Aussi demeure-t-elle discrètement attentive à ce qui se passe chez l’autre. La foi chrétienne demeure
cependant patiente et longanime. Sachant que le grain doit être jeté en terre
et mourir et que Dieu seul fait fructifier la semence au moment qu’Il choisit,
elle se préoccupe davantage de la qualité du travail que de résultats
immédiats. Nous aurons beaucoup besoin de cette longanimité dans la longue et
relativement obscure période
d’ensemencement qui semble devoir être notre partage au cours des prochaines
années..
L’Église
catholique a certes perdu une bonne partie de la vitalité intérieure qu’elle
avait naguère au Québec. Même si ses effectifs, autant laïcs que sacerdotaux,
ont vieilli, il subsiste néanmoins dans son sein un volume d’activité bénévole
aisément comparable, sinon supérieur, à
ce qu’on peut observer ailleurs. Le taux de participation régulière et
suivie des membres a sans doute beaucoup diminué. Il demeure néanmoins plus
élevé que celui que celui que l’on observe en temps ordinaire dans les grandes
associations syndicales, coopératives et politiques.
À tort ou à
raison, l’Église est cependant devenue de plus en plus discrète sur les sujets
qui ne sont pas directement reliés à sa vie intérieure et à sa mission
religieuse. On s’est tellement habitué à ne pas l’entendre que, lorsqu’elle
intervient dans un débat de société, son intervention passe souvent inaperçue
non seulement dans les médias mais auprès de ses propres membres. Cette situation
n’est pas satisfaisante. Elle appelle des remèdes qui tiennent compte à la foi
de la juste autonomie du domaine temporel et de la mission propre de
l’Église.
Ce droit
d’intervention dans les débats de société est généralement exercé par l’autorité
ecclésiastique. Étant donné la structure hiérarchique de l’Église, on ne
saurait contester aux évêques et à leurs représentants dûment mandatés le droit
de parler au nom du peuple chrétien. Je souhaiterais personnellement qu’ils le
fassent plus souvent. Dans la mesure où leurs interventions doivent porter sur
des sujets reliés à la marche de la société civile, il serait cependant
souhaitable que le peuple chrétien soit
davantage associé aux démarches
ainsi faites en son nom.
Rien ne prescrit
cependant que doive être réservé exclusivement à l’autorité épiscopale le droit
d’intervenir dans les débats de société au nom de la communauté catholique. Les communautés paroissiales, régionales, diocésaines, voire
nationale, pourraient aussi être appelés à jouer un rôle plus actif à ce
niveau, tout comme les associations catholiques poursuivant divers objectifs.

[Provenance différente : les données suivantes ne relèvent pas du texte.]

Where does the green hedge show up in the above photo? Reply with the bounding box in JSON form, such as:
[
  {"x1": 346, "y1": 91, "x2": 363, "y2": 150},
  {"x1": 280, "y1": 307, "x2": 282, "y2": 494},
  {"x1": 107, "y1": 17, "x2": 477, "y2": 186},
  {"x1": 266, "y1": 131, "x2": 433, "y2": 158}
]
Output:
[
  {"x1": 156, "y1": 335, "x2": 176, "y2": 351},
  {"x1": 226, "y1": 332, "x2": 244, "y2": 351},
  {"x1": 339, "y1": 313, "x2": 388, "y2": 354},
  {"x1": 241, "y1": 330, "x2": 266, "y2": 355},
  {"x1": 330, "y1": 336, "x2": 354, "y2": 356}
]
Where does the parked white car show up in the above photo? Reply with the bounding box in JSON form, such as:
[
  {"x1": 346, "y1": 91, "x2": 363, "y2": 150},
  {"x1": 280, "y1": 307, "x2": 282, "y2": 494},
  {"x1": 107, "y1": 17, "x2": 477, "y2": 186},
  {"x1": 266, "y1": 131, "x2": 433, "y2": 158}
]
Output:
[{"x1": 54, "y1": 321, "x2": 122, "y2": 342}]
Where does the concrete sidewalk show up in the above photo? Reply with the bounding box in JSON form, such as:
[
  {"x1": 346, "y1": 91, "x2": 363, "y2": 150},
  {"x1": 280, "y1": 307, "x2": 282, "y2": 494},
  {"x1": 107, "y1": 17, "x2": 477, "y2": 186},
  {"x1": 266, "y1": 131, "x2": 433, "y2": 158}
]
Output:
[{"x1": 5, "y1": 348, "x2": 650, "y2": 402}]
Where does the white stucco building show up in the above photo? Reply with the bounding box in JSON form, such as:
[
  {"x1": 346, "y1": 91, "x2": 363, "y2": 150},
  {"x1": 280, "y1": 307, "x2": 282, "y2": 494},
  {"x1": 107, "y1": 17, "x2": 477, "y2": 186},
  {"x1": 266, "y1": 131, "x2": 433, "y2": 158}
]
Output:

Mais des interventions fructueuses ne pourront être envisagées à ces divers
niveaux que dans la mesure où se manifestera davantage, à tous les niveaux de
la vie de l’Église, la présence dans son sein d’une opinion publique bien
informée, vivante et libre. L’absence d’une telle opinion fait trop défaut dans
l’Église catholique en général. La rareté et la pauvreté relative des voix
catholiques dans les débats de société est le prix que nous devons payer pour
l’absence dans l’Église de tribunes où l’on pourrait discuter en toute
ouverture de sujets intéressant autant la vie de l’Église que celle de la
société humaine. Il est aussi la conséquence de la regrettable apathie avec
laquelle est reçu dans les milieux catholiques, y compris parmi le clergé,
l’enseignement pourtant très riche de l’Église en matière sociale.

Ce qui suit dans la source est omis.